この世界ではわたまにそう言う事が起こるらしい。だからそんなに驚かなかったんだけれど、内容には少し驚いた。

 

《スキル名》『断食』

 

食事を抜けば抜くほど、強くなる。副作用として食事を抜いた分美味しく感じる様になる。

 

このスキルにより、私はお金を多く稼ぐ事が可能になった。そのお金で、私はご褒美として美味しい物を食べることにしている。

 

その為に、私は今日もご飯を抜きクエストに出かけた。さっきも言った通り今日で丁度一週間なので、そろそろ頃合いだ。ふっふっふっ!そう思うと断然テンションが上がる。

 

今日の獲物はリザードマン。小ドラゴンの進化系の中の一つで、レベルが上がるとドラゴンになるらしい。いつか、ドラゴンも食べてみたいけど。また別の話。

 

今日の獲物に目当てをつけると、私は固まっていたリザードマンに剣を振るって首を切り裂いた。

 

そのまま、一気にとは行かず一匹残った。……このまま帰ってしまおうか。でも、じゅるり。

 

目の前にいるのはリザードマン(歩いているお肉)である。ああ、美味しそう!さっさと倒してギルドで調理して貰おう。

 

再び走り出しリザードマンに剣を向けたが、手で止められてしまった。が、そんな物は関係無い。

 

 

 

 

おにくおにくおにくおにくおにくおにくっおにく!

 

 

 

刃が腕に食い込み。
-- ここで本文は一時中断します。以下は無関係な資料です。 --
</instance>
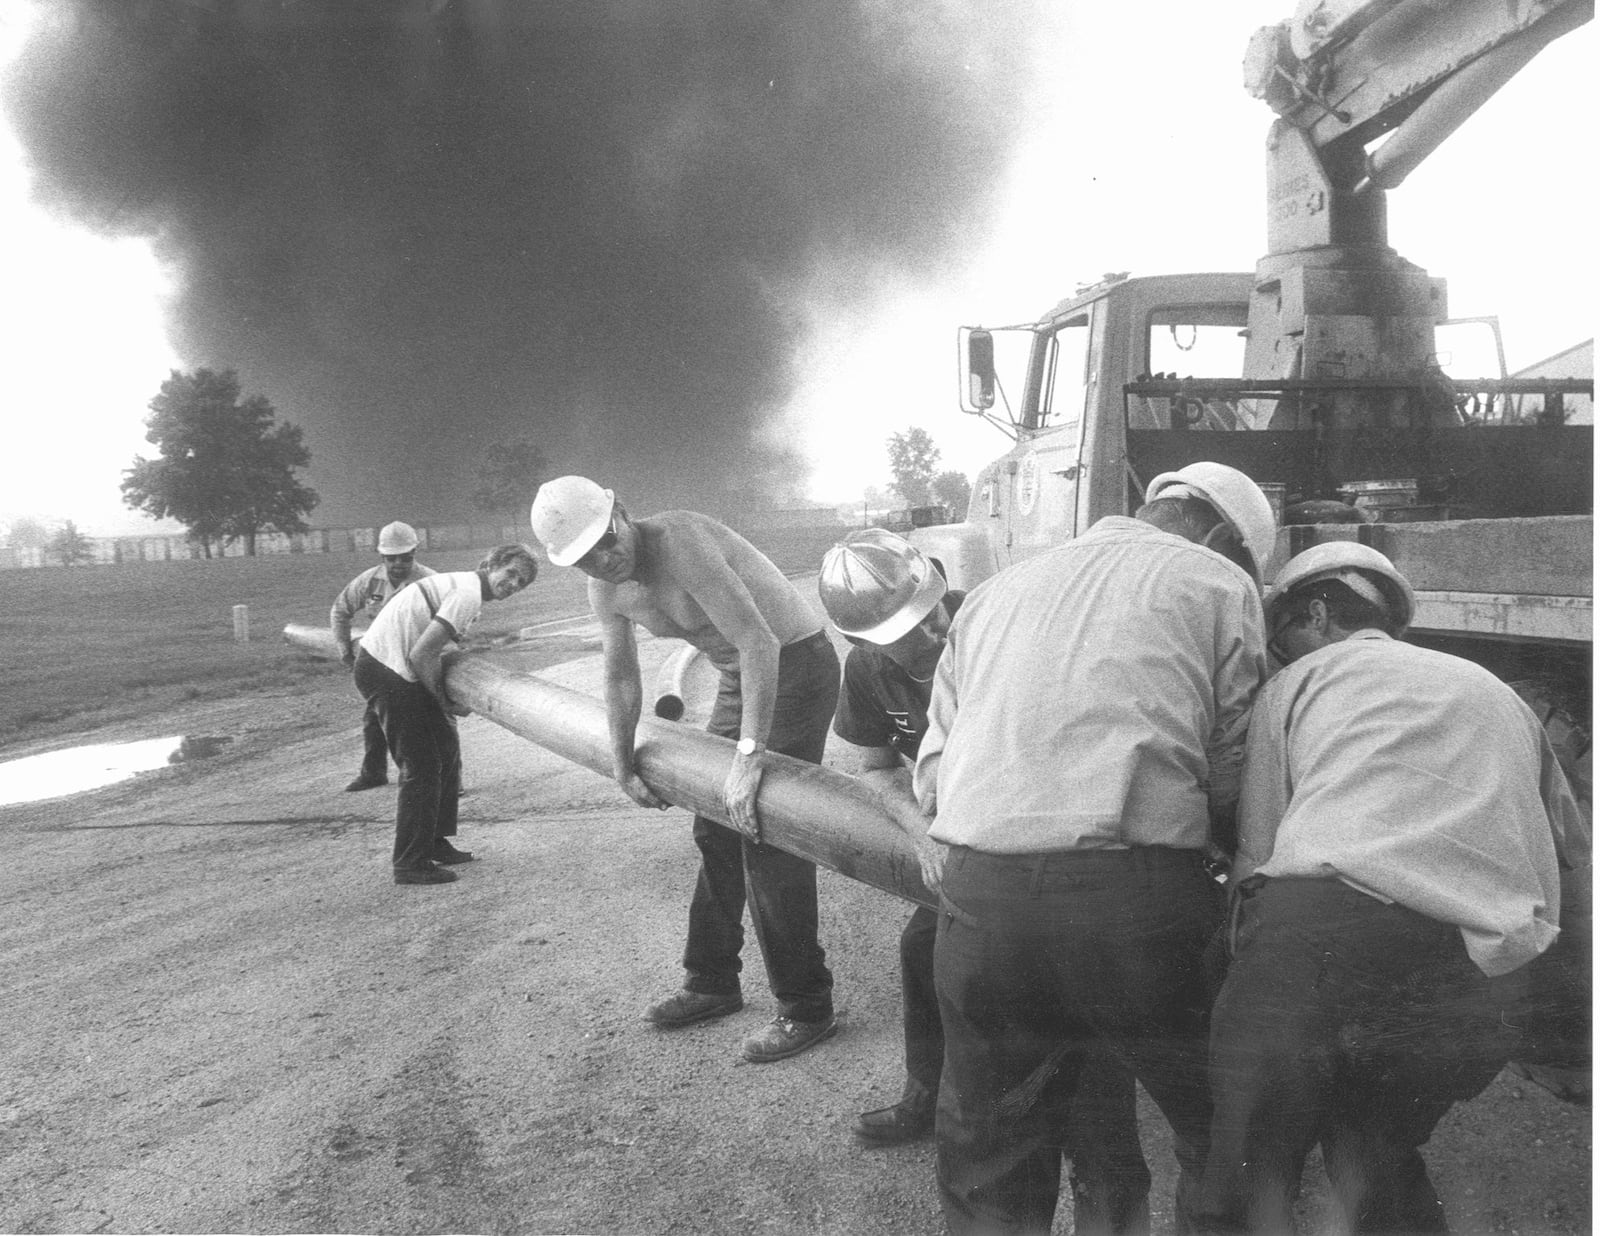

そのまま、リザードマンの腕は落ち、次の瞬間には頭が落ちていた。

 

 

 

 


 

 

「ただいま……おにく」

 

『お帰りなさい……何匹倒したんですか?クエストでは二匹だった筈ですけど?』

 

ギルドに帰ると、受付嬢がそう言ったので私は片手をパーにして見せた。

 

『五匹……。残りの分はどうします?ギルドの方で売るか』

 

「現品で」

 

『聞く意味は無かったですね……リザードマン出してくれたら、適当な席に座って待ってて下さい』

 

いつも通りの会話で慣れてるからか受付嬢はスムーズに対応してくれた。だから私もバッグからリザードマンを取り出すとすぐに椅子に座った。

 

現品でとは、その場で調理を指す。ギルドの横には酒場があって、ギルドのクエストで余った分はそこで調理される。私のお肉は全部私の分だけどね!

 

『お金は、はい。これね、残りの分はもう渡してるあるから、すぐに出来ると思うから待っててね』

 

カクカクと首を動かすと急いで、席に戻った。お肉ぅ……。一週間ぶり。

 

 

「はい、お待たせ。リザードマンのテールカツとウロコチップス。熱いから気をつけてね」

 

テーブルに置かれたと共に口の中へと移動させる。これ絶対美味いヤツ!と言うか美味しい!黄金色のカツとサクサクのチップス!サックサクのハーモニーが口の中を永遠に占領する。止まらないっ!美味ぁっ!!?

 

「生きてて良かったぁ」

 

こんな美味しい物が食べれるんだから。また断食しないと。明日から。

にしても美味しい……。これなら狩り尽くせば良かったかも。ま、それは他の冒険者の迷惑になるか。

 

そして、この口の中の油っぽさを……!

 

「ぷはぁ〜」

 

ビールで流す。最高!この為に私は生きてるっ。お酒は美味しいし、お肉も美味しい。

 

「すいません。ライスと、ミノタロウスのスープもお願いします」

 

久々の食事に舌鼓を打って、明日の英気を養った。明日も頑張ろ。